On an earthbound flagpole, the flag is attached at the hoist—the vertical section closest to the pole—at both the top and bottom of the flag. The pole might slide through a sleeve on the hoist side of the flag, or attach by grommets or some other type of fastener. A lunar flag, however, is anchored to the pole only at the bottom. A horizontal crossbar at the top mainly holds it in place.

“A lunar flagpole has three parts,” Platoff explains. “There are two vertical sections, and then the horizontal crossbar that’s hinged at the top of the upper vertical section.”

original sketch of the Lunar Flag Assembly
NASA engineer Jack Kinzler’s original sketch of the Lunar Flag Assembly.(Credit: Jack Kinzler)

To deploy the flag, one astronaut used a sampling hammer to pound the lower vertical section into the ground. The other astronaut extended the telescoping crossbar and raised it to a 90-degree angle with the vertical section to click it into place. Then the two astronauts slid the upper part of the pole into the lower one.

“Once they got the flag up, several factors made it look as though it was flying,” Platoff notes. “First there were wrinkles in it because of how tightly it was packed. And these add to the illusion that the flag is waving. Also, the astronauts didn’t always get the horizontal crossbar extended all the way—they were working in pressurized spacesuits and really cumbersome gloves, after all—which caused the flag to bunch up in places. That also made it look like it’s waving.”

Getting the flag to space

Simply getting the flag to the moon also proved a challenge for NASA engineers.

“The Apollo 11 and 12 flags were stored on the ladder of the lunar module,” says Platoff. “It was kind of a last-minute add-on, and I think that’s why they picked that location. But they had to protect it from the engines of the lunar module. As the astronauts were coming down to land, they were firing the engines to slow themselves down. And those engines got really hot. Without adequate thermal protection, the flag would have been gone.”

To protect Old Glory, engineers built a metal shroud that went around the apparatus on the ladder. They also added some insulating blanket material. On later missions, the flag was moved to a storage compartment outside the lunar module.

“It was basically the space where they kept their cameras, hammers, sampling scoops, and other equipment. And that area was already thermally protected,” Platoff says.

What is vexillology?

Though her interest in flags developed at an early age, it wasn’t until Platoff started college that she realized entire books had been written on the subject, or that organizations exist for people who share her passion.

“That was when I also discovered there is a name for it—vexillology. Once I got in touch with this larger community, I was no longer isolated, and I started reading everything I could get my hands on,” Platoff says.
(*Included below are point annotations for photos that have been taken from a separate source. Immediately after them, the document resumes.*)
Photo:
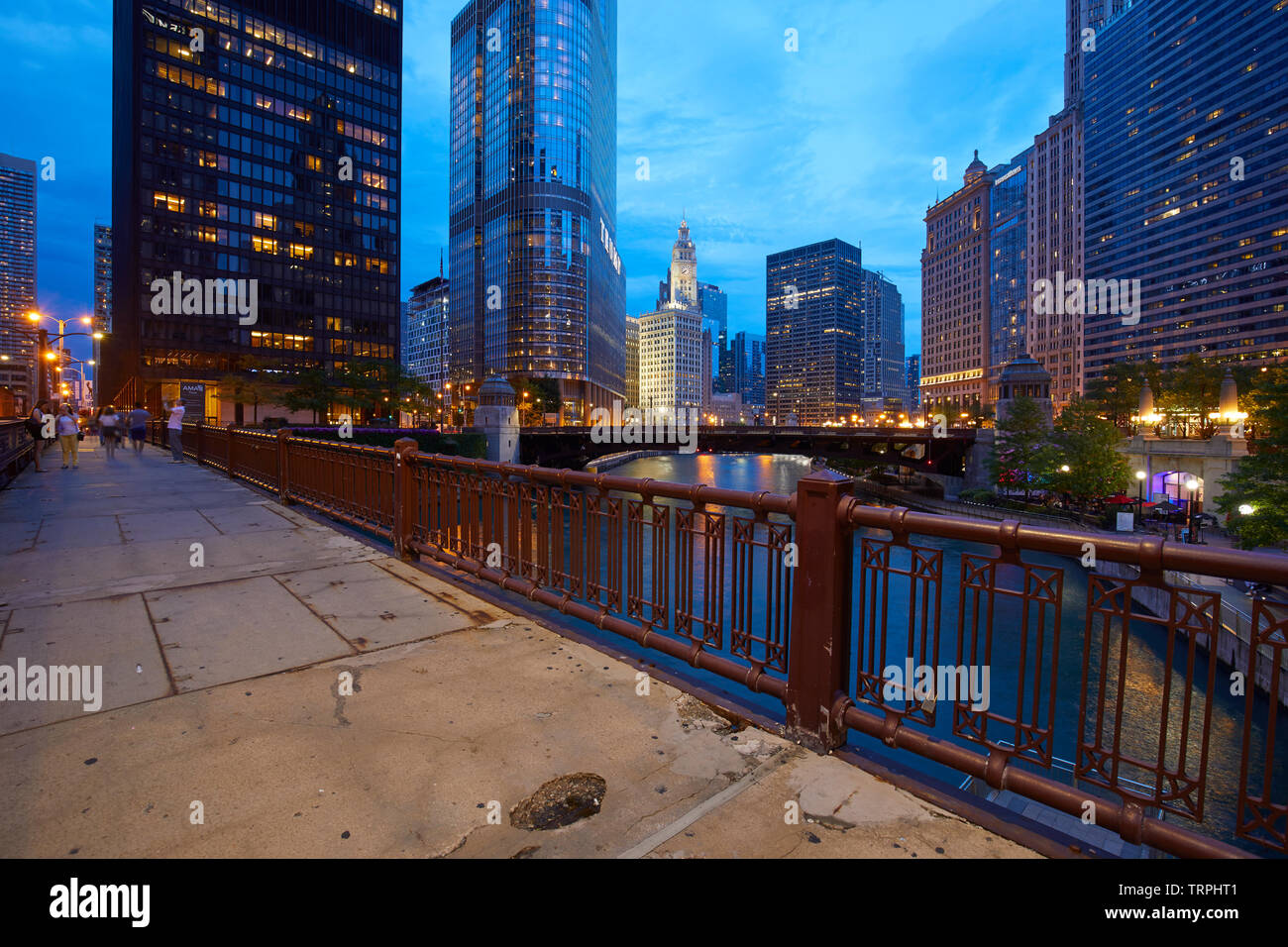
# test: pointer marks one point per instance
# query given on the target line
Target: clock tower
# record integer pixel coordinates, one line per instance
(684, 270)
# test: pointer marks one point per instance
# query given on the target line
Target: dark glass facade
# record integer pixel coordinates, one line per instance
(269, 154)
(814, 328)
(537, 286)
(1186, 179)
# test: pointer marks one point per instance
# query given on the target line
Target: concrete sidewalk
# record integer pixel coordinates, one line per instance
(227, 728)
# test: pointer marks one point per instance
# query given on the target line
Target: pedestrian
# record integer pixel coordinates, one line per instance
(174, 428)
(68, 436)
(111, 428)
(138, 424)
(37, 428)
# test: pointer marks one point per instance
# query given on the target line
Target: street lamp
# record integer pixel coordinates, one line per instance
(1192, 484)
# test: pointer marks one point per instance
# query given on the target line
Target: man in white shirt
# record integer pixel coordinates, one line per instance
(174, 428)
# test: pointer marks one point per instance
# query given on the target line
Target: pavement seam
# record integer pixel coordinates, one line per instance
(711, 804)
(165, 661)
(200, 513)
(437, 596)
(316, 615)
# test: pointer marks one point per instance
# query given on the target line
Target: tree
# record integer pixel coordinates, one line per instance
(1021, 450)
(312, 390)
(1086, 444)
(1261, 478)
(245, 386)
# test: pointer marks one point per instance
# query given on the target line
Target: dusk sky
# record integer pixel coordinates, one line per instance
(765, 150)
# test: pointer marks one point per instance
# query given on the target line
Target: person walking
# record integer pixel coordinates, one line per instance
(138, 424)
(174, 428)
(37, 428)
(68, 436)
(111, 428)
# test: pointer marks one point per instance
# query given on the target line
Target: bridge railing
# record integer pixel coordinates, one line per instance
(809, 598)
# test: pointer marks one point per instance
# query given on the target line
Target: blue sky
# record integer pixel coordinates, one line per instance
(764, 149)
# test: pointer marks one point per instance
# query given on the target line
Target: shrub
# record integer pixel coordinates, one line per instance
(465, 445)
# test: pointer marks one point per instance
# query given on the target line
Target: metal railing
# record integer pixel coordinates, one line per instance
(17, 449)
(807, 598)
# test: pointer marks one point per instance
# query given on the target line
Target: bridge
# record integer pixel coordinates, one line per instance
(785, 611)
(572, 447)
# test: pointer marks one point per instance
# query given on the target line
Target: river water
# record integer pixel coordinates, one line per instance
(1144, 682)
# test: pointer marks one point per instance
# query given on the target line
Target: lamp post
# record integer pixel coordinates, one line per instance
(1192, 484)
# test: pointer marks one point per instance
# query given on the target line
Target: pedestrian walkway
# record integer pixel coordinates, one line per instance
(274, 686)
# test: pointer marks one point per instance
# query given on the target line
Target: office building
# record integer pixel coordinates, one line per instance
(537, 283)
(884, 388)
(632, 363)
(954, 296)
(424, 338)
(670, 360)
(18, 278)
(1185, 121)
(814, 324)
(1008, 272)
(257, 178)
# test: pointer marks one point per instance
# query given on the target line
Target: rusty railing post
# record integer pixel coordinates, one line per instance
(282, 482)
(403, 496)
(818, 661)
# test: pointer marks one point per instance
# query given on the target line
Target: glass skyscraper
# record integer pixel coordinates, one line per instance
(424, 339)
(253, 141)
(18, 278)
(1186, 180)
(537, 283)
(814, 329)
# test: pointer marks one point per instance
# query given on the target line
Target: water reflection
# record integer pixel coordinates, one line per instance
(1022, 641)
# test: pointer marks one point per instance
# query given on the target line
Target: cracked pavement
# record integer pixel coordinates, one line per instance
(223, 697)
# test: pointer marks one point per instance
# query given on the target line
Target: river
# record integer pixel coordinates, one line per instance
(1145, 676)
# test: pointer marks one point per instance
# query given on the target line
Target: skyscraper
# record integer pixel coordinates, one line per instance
(17, 278)
(670, 360)
(1008, 275)
(1186, 144)
(954, 296)
(814, 324)
(424, 338)
(537, 285)
(632, 363)
(883, 346)
(102, 286)
(257, 155)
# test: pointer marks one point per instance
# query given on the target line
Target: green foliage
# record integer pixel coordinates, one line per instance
(1086, 444)
(310, 390)
(1021, 451)
(1261, 479)
(464, 445)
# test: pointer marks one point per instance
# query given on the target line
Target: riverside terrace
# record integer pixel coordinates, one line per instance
(304, 693)
(754, 633)
(919, 449)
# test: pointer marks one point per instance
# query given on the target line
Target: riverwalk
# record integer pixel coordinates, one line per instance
(274, 686)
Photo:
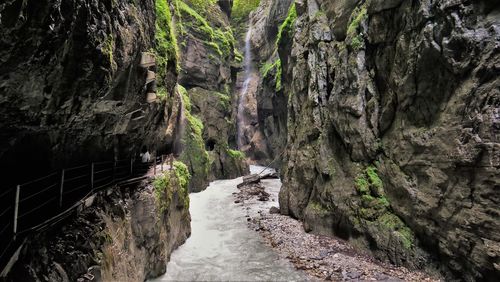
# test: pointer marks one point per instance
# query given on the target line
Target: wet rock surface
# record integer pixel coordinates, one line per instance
(392, 137)
(125, 235)
(72, 90)
(321, 257)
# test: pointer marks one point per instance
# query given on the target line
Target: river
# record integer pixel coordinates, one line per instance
(222, 246)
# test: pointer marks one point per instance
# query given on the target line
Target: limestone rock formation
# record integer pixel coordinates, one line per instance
(126, 235)
(207, 52)
(72, 89)
(265, 103)
(393, 125)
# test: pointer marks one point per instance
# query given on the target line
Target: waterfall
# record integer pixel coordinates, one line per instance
(244, 90)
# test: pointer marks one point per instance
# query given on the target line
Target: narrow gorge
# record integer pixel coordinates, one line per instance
(380, 118)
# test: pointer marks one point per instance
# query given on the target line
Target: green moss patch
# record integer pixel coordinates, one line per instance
(376, 210)
(167, 183)
(242, 8)
(220, 39)
(286, 29)
(194, 153)
(358, 15)
(166, 48)
(274, 68)
(235, 154)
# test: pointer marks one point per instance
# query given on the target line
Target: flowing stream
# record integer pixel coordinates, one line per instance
(221, 246)
(244, 90)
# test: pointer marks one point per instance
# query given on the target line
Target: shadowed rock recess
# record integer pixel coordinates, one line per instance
(393, 127)
(382, 118)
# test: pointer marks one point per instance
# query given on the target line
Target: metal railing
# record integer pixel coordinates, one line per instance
(27, 206)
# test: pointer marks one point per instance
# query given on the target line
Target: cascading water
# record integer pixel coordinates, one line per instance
(244, 90)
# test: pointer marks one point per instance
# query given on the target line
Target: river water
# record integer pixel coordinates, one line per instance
(222, 247)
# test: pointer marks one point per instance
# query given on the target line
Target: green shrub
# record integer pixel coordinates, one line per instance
(242, 8)
(166, 48)
(287, 27)
(235, 154)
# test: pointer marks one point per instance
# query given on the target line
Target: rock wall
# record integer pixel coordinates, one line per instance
(207, 55)
(265, 103)
(126, 234)
(71, 86)
(393, 125)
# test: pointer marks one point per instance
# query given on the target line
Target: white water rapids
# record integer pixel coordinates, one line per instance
(221, 246)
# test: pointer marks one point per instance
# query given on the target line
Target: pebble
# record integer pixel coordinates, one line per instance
(321, 257)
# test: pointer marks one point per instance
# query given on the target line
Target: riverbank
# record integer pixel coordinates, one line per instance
(321, 257)
(221, 248)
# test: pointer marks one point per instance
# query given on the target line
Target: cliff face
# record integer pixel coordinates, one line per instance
(265, 103)
(393, 125)
(207, 54)
(72, 89)
(126, 235)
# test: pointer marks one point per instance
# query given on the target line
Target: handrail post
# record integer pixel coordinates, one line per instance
(16, 209)
(162, 160)
(61, 189)
(114, 170)
(154, 165)
(92, 176)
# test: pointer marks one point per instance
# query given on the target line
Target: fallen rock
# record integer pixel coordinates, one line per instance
(274, 210)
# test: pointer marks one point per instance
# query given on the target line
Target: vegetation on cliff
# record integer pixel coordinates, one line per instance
(172, 181)
(194, 153)
(166, 48)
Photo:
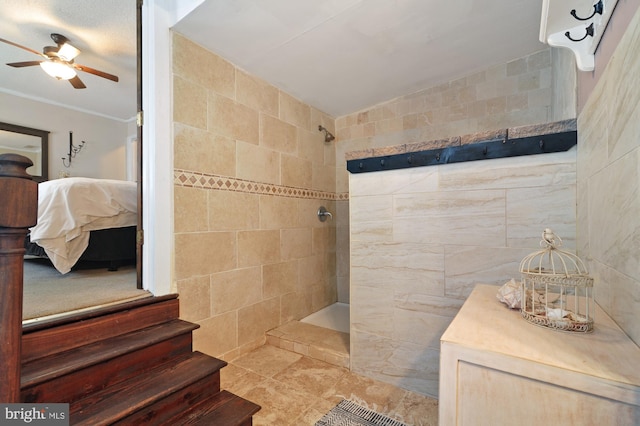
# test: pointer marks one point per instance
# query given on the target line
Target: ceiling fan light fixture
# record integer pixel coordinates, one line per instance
(68, 52)
(58, 70)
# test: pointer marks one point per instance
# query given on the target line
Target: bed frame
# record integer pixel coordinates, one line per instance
(109, 248)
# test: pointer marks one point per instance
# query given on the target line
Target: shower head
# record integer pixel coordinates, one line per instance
(328, 137)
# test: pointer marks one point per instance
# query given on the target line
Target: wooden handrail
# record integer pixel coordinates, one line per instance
(18, 212)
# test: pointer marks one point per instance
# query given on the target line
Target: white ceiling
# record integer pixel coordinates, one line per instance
(338, 55)
(105, 33)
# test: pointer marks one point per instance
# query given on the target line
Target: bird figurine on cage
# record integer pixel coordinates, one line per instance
(556, 288)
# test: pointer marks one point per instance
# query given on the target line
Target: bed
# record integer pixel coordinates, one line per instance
(85, 219)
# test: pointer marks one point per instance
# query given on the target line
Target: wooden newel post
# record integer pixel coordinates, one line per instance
(18, 212)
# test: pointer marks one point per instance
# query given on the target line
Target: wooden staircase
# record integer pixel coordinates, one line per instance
(127, 364)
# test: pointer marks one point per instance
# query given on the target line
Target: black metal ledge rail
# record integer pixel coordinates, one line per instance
(499, 148)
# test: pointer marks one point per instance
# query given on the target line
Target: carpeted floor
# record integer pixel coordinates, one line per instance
(48, 292)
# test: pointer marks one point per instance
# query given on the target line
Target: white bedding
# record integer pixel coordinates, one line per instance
(69, 208)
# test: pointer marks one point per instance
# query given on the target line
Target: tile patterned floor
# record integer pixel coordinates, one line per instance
(295, 389)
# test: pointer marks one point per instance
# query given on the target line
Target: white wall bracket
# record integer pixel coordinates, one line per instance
(577, 25)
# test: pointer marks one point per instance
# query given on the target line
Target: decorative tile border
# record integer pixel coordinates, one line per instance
(225, 183)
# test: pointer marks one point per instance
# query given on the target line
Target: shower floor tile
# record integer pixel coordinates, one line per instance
(319, 343)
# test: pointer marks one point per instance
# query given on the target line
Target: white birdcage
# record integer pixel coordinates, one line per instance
(557, 292)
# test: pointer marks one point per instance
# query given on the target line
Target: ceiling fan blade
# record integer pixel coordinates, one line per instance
(96, 72)
(77, 83)
(24, 64)
(21, 47)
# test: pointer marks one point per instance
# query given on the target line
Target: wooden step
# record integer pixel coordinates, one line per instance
(62, 334)
(224, 409)
(68, 376)
(153, 397)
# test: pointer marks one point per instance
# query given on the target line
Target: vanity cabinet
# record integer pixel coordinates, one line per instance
(498, 369)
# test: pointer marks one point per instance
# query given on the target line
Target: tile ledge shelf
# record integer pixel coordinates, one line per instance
(524, 140)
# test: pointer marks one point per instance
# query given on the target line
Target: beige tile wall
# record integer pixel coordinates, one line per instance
(609, 184)
(250, 171)
(421, 238)
(538, 88)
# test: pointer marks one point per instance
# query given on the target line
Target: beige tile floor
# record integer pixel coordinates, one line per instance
(294, 389)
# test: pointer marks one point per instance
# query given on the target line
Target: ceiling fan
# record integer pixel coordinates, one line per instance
(59, 62)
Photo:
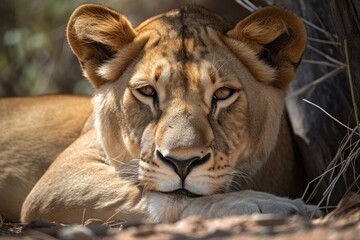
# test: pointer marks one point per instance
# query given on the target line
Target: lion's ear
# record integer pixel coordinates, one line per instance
(278, 37)
(95, 34)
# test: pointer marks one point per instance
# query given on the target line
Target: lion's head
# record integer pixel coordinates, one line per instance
(195, 99)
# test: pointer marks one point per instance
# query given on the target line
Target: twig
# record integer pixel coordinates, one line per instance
(333, 118)
(351, 85)
(325, 55)
(325, 63)
(247, 5)
(316, 82)
(324, 41)
(327, 34)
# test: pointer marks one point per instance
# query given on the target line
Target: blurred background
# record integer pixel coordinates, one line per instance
(34, 55)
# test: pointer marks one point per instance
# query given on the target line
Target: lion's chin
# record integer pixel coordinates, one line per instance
(183, 192)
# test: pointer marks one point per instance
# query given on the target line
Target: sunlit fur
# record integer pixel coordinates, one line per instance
(185, 55)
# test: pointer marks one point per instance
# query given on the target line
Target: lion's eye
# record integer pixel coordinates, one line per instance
(147, 91)
(223, 93)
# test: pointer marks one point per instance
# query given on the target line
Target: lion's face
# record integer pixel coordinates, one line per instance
(186, 120)
(195, 103)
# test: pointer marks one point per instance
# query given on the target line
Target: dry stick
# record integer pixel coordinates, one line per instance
(333, 118)
(351, 85)
(324, 63)
(353, 131)
(329, 168)
(83, 217)
(325, 55)
(324, 41)
(344, 166)
(245, 4)
(316, 82)
(328, 34)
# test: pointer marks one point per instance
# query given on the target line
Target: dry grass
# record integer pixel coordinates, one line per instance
(344, 161)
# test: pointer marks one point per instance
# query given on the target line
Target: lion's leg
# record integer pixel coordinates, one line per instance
(80, 185)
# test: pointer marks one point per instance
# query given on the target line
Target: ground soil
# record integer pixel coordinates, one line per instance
(342, 223)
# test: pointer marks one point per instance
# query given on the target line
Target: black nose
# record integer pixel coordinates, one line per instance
(183, 167)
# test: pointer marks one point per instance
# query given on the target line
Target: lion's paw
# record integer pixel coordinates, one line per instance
(248, 202)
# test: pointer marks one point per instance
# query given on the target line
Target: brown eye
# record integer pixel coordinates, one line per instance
(223, 93)
(147, 91)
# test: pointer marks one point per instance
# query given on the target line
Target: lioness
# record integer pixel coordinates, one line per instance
(188, 114)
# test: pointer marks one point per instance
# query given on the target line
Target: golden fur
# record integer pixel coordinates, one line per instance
(188, 113)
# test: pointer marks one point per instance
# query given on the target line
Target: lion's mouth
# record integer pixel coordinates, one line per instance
(183, 192)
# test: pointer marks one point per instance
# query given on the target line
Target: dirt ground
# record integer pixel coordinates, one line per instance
(342, 223)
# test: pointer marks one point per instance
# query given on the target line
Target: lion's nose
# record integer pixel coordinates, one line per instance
(183, 167)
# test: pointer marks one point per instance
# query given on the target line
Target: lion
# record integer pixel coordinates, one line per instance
(188, 119)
An opportunity of a lifetime came along when Whitney Smith, the father of modern vexillology, and director of the Flag Research Center in Winchester, Massachusetts, invited Platoff to do some research with him in her hometown of Topeka, Kansas. It happened to be close to where a meeting of the North American Vexillological Association (NAVA) was set to take place. “He is the person I really consider to have been my mentor,” Platoff says. Still an active NAVA member, Platoff serves as director of the organization’s digital library.

When Smith invited Platoff to attend the NAVA meeting, her hobby transitioned into a serious scholarly pursuit. Later, her husband took a job at Johnson Space Center in Houston, and a television interview with one of the engineers who designed the lunar flagpole for the Apollo 11 mission piqued her interest in flags on the moon as a research project.

“I’d also always been interested in the space program, so this was the perfect melding of my two interests,” she says.